Structural highlights

5o74 is a 12 chain structure. Full crystallographic information is available from OCA. For a guided tour on the structure components use FirstGlance.
Ligands:
NonStd Res:
Resources:FirstGlance, OCA, PDBe, RCSB, PDBsum, ProSAT

Function

[DRRA_LEGPN] Virulence effector that plays a key role in hijacking the host vesicular trafficking by recruiting the small guanosine triphosphatase (GTPase) Rab1 to the cytosolic face of the Legionella-containing vacuole (LCVs). Acts as a GDP-GTP exchange factor (GEF) for the small GTPase Rab1 (RAB1A, RAB1B or RAB1C), thereby converting Rab1 to an active GTP-bound state, leading to the incorporation of Rab1 into LCVs. Also shows RabGDI displacement factor (GDF) activity; however, this probably represents a passive activity following the GEF activity. Also acts as an adenylyltransferase by mediating the addition of adenosine 5'-monophosphate (AMP) to 'Tyr-77' of host RAB1B, thereby rendering RAB1B constitutively active. Also has adenylyltransferase activity towards Rab6 and Rab35. Also displays guanylyltransferase activity by mediating the addition of guanosine 5'-monophosphate (GMP) to host RAB1B in vitro; however such activity remains uncertain in vivo. Specifically binds phosphatidylinositol 4-phosphate (PtdIns(4)P) lipids on the cytosolic surface of the phagosomal membrane shortly after infection.[1] [2] [3] [RAB1B_HUMAN] Protein transport. Regulates vesicular transport between the endoplasmic reticulum and successive Golgi compartments.[4]

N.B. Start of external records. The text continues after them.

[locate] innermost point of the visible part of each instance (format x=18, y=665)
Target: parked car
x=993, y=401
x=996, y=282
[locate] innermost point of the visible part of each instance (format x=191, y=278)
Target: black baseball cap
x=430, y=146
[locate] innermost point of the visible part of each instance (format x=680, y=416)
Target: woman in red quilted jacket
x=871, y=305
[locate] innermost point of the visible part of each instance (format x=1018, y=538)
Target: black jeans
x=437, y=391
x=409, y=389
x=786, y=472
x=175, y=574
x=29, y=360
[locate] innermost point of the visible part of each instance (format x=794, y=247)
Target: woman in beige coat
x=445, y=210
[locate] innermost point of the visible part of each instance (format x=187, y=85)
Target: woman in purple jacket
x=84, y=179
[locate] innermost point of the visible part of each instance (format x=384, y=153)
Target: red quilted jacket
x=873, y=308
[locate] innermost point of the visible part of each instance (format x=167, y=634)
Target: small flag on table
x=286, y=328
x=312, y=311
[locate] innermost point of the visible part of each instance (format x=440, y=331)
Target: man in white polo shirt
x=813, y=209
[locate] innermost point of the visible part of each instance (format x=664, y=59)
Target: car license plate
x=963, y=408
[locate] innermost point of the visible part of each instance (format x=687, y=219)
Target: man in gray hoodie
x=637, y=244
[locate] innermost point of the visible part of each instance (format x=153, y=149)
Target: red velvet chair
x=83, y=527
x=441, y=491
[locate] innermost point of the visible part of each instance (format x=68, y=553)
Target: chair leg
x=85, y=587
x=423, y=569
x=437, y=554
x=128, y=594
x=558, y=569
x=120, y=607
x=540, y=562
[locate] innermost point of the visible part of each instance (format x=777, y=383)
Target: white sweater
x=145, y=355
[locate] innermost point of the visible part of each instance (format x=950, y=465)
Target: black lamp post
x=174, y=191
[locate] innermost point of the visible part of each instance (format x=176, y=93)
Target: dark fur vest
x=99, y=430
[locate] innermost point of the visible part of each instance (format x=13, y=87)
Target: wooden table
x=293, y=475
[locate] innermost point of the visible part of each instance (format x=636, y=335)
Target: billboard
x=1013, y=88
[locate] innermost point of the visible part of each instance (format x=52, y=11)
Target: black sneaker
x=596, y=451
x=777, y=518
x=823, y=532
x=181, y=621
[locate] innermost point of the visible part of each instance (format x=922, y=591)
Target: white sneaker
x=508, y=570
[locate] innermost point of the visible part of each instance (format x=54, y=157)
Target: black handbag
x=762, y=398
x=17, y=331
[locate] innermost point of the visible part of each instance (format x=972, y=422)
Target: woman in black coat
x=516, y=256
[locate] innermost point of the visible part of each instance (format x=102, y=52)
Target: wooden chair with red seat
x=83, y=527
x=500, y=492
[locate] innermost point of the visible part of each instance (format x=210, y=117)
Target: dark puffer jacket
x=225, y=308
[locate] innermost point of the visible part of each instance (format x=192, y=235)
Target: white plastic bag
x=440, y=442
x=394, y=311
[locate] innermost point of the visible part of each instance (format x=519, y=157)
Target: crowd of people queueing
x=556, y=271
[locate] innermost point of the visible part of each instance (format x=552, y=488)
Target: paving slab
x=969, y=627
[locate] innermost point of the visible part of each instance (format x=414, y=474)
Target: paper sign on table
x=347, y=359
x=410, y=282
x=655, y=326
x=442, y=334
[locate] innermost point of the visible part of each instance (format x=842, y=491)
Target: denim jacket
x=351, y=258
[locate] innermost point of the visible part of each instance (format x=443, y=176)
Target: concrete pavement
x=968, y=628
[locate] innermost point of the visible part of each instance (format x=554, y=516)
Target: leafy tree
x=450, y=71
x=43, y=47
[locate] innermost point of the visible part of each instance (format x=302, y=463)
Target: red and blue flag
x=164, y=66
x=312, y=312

Publication Abstract from PubMed

The characterization of low-affinity protein complexes is challenging due to their dynamic nature. Here we present a method to stabilize transient protein complexes in vivo by generating a covalent and conformationally flexible bridge between the interaction partners. A highly active pyrrolysyl tRNA synthetase mutant directs the incorporation of unnatural amino acids bearing bromoalkyl moieties (BrCnK) into proteins. We demonstrate for the first time that low-affinity protein complexes between BrCnK-containing proteins and their binding partners can be stabilized in vivo in bacterial and mammalian cells. Using this approach we determined the crystal structure of a transient GDP-bound complex between a small G-protein and its nucleotide exchange factor. We envision that this approach will prove valuable as a general tool for validating and characterizing protein-protein interactions in vitro and in vivo.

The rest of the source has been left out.